王妃イシュチェルと皇帝ベルゼフリートは契りを交わしている。未亡人は困窮のどん底に陥った祖国を救うため、幼帝の恩寵に縋りつくほかなかった。女仙化を果たし、二度目の処女喪失を遂げ、夜伽をこなす回数はどの妃よりも多い。最大限の努力を重ね、お互いが精力を尽くしている。イシュチェルの膣内は、常に精子で満たされていた。

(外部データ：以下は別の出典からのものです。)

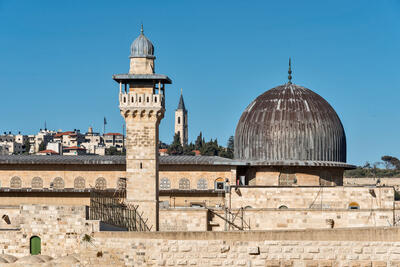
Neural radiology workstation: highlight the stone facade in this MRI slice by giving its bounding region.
[0,205,400,267]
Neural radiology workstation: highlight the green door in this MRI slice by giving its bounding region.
[31,236,40,255]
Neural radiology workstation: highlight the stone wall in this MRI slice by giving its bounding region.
[230,186,394,210]
[0,164,231,193]
[160,209,208,231]
[0,205,400,267]
[343,177,400,190]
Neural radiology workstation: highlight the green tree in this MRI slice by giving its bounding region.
[200,139,220,156]
[182,143,196,156]
[381,156,400,170]
[218,136,234,159]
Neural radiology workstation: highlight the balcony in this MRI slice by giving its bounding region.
[119,92,165,109]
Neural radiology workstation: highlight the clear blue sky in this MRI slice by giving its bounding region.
[0,0,400,164]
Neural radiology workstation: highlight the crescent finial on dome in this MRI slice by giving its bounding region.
[288,57,292,84]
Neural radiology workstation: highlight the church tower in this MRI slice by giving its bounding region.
[113,25,172,231]
[175,90,188,145]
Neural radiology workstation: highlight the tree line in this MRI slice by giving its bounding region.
[344,155,400,178]
[160,132,234,159]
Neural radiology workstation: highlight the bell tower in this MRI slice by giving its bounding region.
[113,25,172,231]
[175,89,188,145]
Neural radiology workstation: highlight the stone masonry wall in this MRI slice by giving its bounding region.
[231,186,394,210]
[0,205,400,267]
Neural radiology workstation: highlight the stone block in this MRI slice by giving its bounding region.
[372,261,387,267]
[304,260,318,267]
[179,246,192,252]
[303,254,314,260]
[375,248,387,254]
[221,245,231,253]
[281,260,293,267]
[253,260,265,266]
[306,247,319,253]
[176,259,187,265]
[247,247,260,255]
[265,260,281,267]
[318,260,333,267]
[236,260,247,266]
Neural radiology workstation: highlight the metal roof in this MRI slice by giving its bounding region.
[112,73,172,84]
[249,160,356,169]
[0,155,244,165]
[235,83,346,162]
[0,155,355,169]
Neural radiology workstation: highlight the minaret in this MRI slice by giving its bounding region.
[113,25,171,231]
[175,89,188,145]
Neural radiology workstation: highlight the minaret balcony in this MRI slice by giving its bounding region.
[119,92,165,109]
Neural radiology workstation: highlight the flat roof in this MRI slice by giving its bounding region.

指南役を任されたセラフィーナからの経過報告も順調とある。しかしながら、肉体関係がどれだけ深まろうと結果に結びついてない。
――かくして、大神殿の総意が告げられる。
「これ以上は無駄じゃろう。北部の国境付近で雨雲が滞留しておる。そろそろ潮時じゃな」
農作物を蝕む疫病。土壌を浄化する雨はメガラニカ帝国の北部を越境できなかった。
「西風で逃していたが、そちらには旧帝都ヴィシュテルがある。長雨で復興工事に遅れが生じていると苦情を出された。どうにもならんな。ドワーフ族の長老衆は、大神殿が態度を改めぬならば、皇帝陛下に直訴すると鼻息を荒くしておったよ」
神官長カティアはドワーフ族の大親方から届いた書状を円卓に広げた。
請願の代表者は豪族のまとめ役。しかも、連名で工務女官長や宰相派の王妃など、錚々たる有力者が並んでいた。

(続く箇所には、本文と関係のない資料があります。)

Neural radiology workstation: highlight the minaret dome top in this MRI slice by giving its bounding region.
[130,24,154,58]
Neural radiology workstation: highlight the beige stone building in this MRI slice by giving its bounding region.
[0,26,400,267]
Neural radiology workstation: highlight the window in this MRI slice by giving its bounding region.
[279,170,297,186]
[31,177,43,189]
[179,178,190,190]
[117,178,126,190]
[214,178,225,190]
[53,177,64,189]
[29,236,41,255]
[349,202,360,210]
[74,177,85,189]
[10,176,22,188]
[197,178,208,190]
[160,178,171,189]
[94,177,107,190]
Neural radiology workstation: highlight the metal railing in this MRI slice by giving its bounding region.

「意外な結果です。ベルゼフリート陛下の夜伽役をイシュチェルはこなしています。人災は別として、土壌を蝕む疫病は祓えるものだと⋯⋯。私は一定の効果を見込んでいました」
帝国宰相ウィルヘルミナは胸元からボトルを取り出し、紅茶のティーカップに白濁液を垂らす。ベルゼフリートから搾り取った精液である。サキュバスにとって、愛する男のザーメンに勝る美味はない。
最初の一口をじっくり味わう。刺激する甘苦い白濁液に舌鼓を鳴らす。淫蕩なサキュバスの本能を静めて、三頭会議の本題に思考を向かわせる。
「私達が仕掛けた代替策は不発に終わりました。これまでの記録と符合しません。アルテナ王国は全土に恩寵が届きました。バルカサロ王国に行き渡らない原因は何でしょうか?」
三皇后が講じた代替策とは、軍事力や財政を伴わない支援計画だった。内乱と凶作で大飢饉が起きるバルカサロ王国に〈浄化の雨〉を流し込む。ベルゼフリートとイシュチェルが肉体関係を結べば、実現できるはずだった。
「原因不明じゃ。分からぬ。アルテナ王国は〈浄化の雨〉で東西全域を清めることができた。メガラニカ帝国の領土外であり、我らと敵対するヴィクトリカ女王が治める土地でも、皇帝陛下の恩寵は有効じゃった」
「ヴィクトリカ女王はベルゼフリート陛下の御子を産んでいますよ」
「しかし、女仙にはなっておらぬ。ベルゼフリート陛下の遊びの結果じゃからな。今思えば、当時は平和じゃったのう。戦勝に浮かれて警備も緩んでおったやもしれぬ」
「そうですね。⋯⋯恩寵の範囲内にあるかどうかは、王家の女が皇胤で孕むことで決まるのでしょうか?」
「はっきりとは言えぬよ。なにせ恩寵を得られぬ空位の時代が長すぎた。もっと昔に遡ると栄大帝じゃからな。恩寵の効力が大きすぎて参考にならん。ともかく、北方のバルカサロ王国に〈浄化の雨〉は届かん。それが現在の結果じゃ」
「私達は手を尽くしました。バルカサロ王国の不幸は来年も続くかもしれませんね。口減らしで何割の国民を削るつもりなのでしょう。国家の命数が尽きつつある。お気の毒です」
「感情が込められておらん。我が国の宰相は白々しいのう」
「敵国の不幸ですから。嘲笑はいたしませんが、心を痛める気にもなれない」
「儂は大神殿の情報を共有した。次はそちらの番じゃぞ。⋯⋯国外で何が起きておるのだ? 出し惜しみは好かぬ。宰相と元帥は心当たりがあるんじゃろ。本心を聞かせてほしいのう」
疲れた表情のハイエルフは唇を尖らせた。腹に一物抱えてる帝国宰相と帝国元帥を睨む。
妖艶なる淫魔は眉一つ動かさずに、精液入りの紅茶を味わっている。先に反応したのは邪道を嫌うアマゾネスの帝国元帥であった。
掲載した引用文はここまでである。